Integrative analysis of UK Biobank and other genetic and genomic datasets for complex disease detection and prevention
Principal Investigator: Professor Chong Wu
Approved Research ID: 48240
Approval date: April 26th 2019
Scientific rationale: Even though understanding how DNA sequences affect disease risk is a central problem in medicine, the knowledge for the genetic basis of complex diseases is still limited. On the other hand, integrative analysis of multiple genetic and genomic datasets turns out to be a beneficial method to gain new insights into the genetic mechanisms of complex traits. While appealing, the techniques used for integrative analysis (especially these tailored for UK Biobank data) are still primitive, and some new statistical methods are urgently needed. Aims: In this proposal, we will develop integrative analysis methods that integrate UK Biobank data with other genetic and genomic datasets. Specifically, we plan to achieve with three related sub-aims. First, we will develop a deep learning/machine learning framework to improve the disease risk prediction accuracy. Second, we will propose a new method to detect how genes and environmental factors such as smoking status interact with each other.
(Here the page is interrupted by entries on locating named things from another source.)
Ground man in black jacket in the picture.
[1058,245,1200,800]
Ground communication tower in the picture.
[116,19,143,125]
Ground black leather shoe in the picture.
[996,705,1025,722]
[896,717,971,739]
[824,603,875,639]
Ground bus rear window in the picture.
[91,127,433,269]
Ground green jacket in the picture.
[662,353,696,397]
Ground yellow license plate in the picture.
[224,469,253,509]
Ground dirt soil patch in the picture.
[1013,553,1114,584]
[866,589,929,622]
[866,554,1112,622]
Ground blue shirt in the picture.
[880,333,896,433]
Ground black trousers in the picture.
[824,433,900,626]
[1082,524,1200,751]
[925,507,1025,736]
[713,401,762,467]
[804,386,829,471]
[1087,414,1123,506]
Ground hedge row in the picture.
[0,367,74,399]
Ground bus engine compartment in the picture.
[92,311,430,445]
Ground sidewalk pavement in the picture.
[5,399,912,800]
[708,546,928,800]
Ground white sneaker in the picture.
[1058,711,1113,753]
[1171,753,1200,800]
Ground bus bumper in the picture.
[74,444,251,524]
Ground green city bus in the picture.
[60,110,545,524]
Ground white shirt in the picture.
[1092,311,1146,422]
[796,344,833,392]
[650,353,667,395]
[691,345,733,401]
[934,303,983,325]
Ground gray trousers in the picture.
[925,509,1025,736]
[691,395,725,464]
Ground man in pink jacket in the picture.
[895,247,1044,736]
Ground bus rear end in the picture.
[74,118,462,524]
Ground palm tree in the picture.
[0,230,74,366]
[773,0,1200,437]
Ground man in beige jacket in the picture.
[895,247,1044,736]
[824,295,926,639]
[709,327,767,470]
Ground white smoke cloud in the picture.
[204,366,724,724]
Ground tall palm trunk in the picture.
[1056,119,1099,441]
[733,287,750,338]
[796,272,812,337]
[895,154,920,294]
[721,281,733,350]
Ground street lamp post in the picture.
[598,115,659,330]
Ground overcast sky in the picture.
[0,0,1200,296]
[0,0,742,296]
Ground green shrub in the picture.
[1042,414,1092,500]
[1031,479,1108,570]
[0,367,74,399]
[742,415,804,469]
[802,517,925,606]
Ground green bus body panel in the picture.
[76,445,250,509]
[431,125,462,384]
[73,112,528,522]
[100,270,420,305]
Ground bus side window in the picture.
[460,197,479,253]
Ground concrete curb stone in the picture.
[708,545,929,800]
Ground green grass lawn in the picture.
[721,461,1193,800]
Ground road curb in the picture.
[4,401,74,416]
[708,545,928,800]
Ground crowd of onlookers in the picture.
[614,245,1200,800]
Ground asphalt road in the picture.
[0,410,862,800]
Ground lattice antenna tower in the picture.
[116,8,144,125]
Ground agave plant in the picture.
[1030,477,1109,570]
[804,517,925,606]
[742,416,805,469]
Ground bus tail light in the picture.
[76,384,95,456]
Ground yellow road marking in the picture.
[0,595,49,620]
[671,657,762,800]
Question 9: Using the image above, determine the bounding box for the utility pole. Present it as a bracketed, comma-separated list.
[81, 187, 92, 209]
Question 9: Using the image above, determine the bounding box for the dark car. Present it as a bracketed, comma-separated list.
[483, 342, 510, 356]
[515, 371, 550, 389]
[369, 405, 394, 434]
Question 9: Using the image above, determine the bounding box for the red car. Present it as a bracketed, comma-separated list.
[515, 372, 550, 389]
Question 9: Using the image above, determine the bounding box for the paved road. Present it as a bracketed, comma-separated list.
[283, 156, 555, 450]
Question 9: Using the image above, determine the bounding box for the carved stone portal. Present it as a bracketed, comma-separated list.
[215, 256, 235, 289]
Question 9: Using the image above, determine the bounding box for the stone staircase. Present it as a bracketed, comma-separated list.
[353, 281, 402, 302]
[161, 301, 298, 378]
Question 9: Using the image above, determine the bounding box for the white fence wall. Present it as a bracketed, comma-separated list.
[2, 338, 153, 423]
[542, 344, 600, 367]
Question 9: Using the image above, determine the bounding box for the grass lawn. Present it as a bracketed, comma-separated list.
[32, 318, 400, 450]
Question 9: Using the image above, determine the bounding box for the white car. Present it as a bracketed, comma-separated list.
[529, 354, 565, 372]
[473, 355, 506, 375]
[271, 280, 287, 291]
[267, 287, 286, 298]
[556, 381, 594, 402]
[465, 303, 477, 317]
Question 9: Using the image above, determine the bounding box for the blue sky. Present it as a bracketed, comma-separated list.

Third, we will propose new methods to identify and prioritize putative causal genes that have a direct effect on complex diseases. In the end, we will release public-domain software and online manuals. Project duration: The project period will be maximally 36 months. Public health impact: The proposed research might potentially identify some putative causal genes for complex diseases, significant gene-environmental interactions, and a new way to predict the risk of complex diseases. All these findings will help us gain insights into the genetic mechanisms of complex diseases and develop new prevention and diagnosis methods for complex diseases. The proposed research is in line with the UK Biobank strong interest in improving the prevention and diagnosis of complex diseases, including depression, schizophrenia, and Alzheimer's.